販売価格の動向は、前年同月比で上昇12ポイント、下降23ポイントでDI値はマイナス11ポイントとなり、前月のマイナス13ポイントに対し、2ポイントの改善となり、3ヶ月連続での改善の動きとなっている。
 前年同月比販売価格が上昇したのは、食肉、特殊紙、プラスチック、陶磁器(輸出)、鋳物、青果、メガネ販売、石油製品販売、共同店舗(東濃)、鉄構造物である。
 下降業種が特に多いのは、建設業である。

収益状況の動向は、前年同月比で好転5ポイント、悪化44ポイントでDI値はマイナス39ポイントとなり、前月のマイナス33ポイントに対し、6ポイントの悪化の動きなり、売上動向と同様に不安定な動きが続いている。
 収益状況が好転となったのは、家具(飛騨地区)、メガネ販売、共同店舗(東濃)、軽運送である。

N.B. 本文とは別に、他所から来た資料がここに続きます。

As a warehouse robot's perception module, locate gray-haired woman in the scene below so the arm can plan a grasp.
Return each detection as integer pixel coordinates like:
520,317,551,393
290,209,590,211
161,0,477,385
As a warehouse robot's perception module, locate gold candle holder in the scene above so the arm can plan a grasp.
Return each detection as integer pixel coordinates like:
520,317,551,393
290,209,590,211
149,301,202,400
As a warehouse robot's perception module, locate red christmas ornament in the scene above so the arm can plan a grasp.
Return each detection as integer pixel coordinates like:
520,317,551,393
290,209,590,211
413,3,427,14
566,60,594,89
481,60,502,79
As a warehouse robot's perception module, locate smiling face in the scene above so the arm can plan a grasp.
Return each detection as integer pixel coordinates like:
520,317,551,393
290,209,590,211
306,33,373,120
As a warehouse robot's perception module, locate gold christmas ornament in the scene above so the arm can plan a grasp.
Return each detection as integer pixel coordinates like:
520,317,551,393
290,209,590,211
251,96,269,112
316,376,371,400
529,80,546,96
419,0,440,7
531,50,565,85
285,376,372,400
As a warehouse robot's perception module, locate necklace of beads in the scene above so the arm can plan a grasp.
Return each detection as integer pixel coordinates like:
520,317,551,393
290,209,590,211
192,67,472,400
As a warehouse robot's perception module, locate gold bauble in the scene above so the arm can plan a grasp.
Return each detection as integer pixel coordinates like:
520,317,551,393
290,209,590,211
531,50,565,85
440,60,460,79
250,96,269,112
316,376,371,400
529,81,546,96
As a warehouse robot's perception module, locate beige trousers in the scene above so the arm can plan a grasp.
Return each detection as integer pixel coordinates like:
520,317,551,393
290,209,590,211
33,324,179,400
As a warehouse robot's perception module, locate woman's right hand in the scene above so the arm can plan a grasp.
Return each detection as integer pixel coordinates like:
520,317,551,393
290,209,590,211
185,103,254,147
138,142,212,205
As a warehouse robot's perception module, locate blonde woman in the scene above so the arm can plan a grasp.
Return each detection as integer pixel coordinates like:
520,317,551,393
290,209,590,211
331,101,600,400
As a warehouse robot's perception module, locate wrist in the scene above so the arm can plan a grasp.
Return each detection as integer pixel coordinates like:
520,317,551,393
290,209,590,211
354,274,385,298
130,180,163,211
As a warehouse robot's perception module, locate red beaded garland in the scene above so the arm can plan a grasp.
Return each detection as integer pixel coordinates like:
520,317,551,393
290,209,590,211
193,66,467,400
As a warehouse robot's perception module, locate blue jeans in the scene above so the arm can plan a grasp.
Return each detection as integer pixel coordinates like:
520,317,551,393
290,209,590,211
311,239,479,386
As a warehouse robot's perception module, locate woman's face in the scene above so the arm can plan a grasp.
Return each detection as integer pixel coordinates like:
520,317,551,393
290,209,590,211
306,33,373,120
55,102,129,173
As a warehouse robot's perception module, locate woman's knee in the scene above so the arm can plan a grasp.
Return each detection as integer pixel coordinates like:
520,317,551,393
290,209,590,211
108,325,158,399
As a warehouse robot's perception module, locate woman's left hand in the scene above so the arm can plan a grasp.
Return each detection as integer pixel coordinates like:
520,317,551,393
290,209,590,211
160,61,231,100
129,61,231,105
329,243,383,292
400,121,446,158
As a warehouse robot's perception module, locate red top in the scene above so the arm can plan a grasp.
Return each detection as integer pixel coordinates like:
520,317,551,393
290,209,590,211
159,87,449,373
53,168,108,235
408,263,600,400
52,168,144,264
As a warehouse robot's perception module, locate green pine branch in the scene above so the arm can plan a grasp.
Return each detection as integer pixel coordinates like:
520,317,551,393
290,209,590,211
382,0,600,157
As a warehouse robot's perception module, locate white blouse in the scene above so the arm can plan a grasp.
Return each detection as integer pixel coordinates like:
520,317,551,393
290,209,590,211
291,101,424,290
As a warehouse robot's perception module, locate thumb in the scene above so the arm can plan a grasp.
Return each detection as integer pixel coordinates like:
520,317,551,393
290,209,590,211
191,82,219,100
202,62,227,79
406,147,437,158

 収益状況の悪化業種が特に多いのは、食料品、繊維・同製品、窯業・土石、サービス業、建設業である。

資金繰りの動向は、前年同月比で好転1ポイント、悪化26ポイントでDI値はマイナス25ポイントとなり、前月のマイナス20ポイントに対し、5ポイントの悪化であり依然、厳しい状況である。特に、建設業で悪化傾向が強い。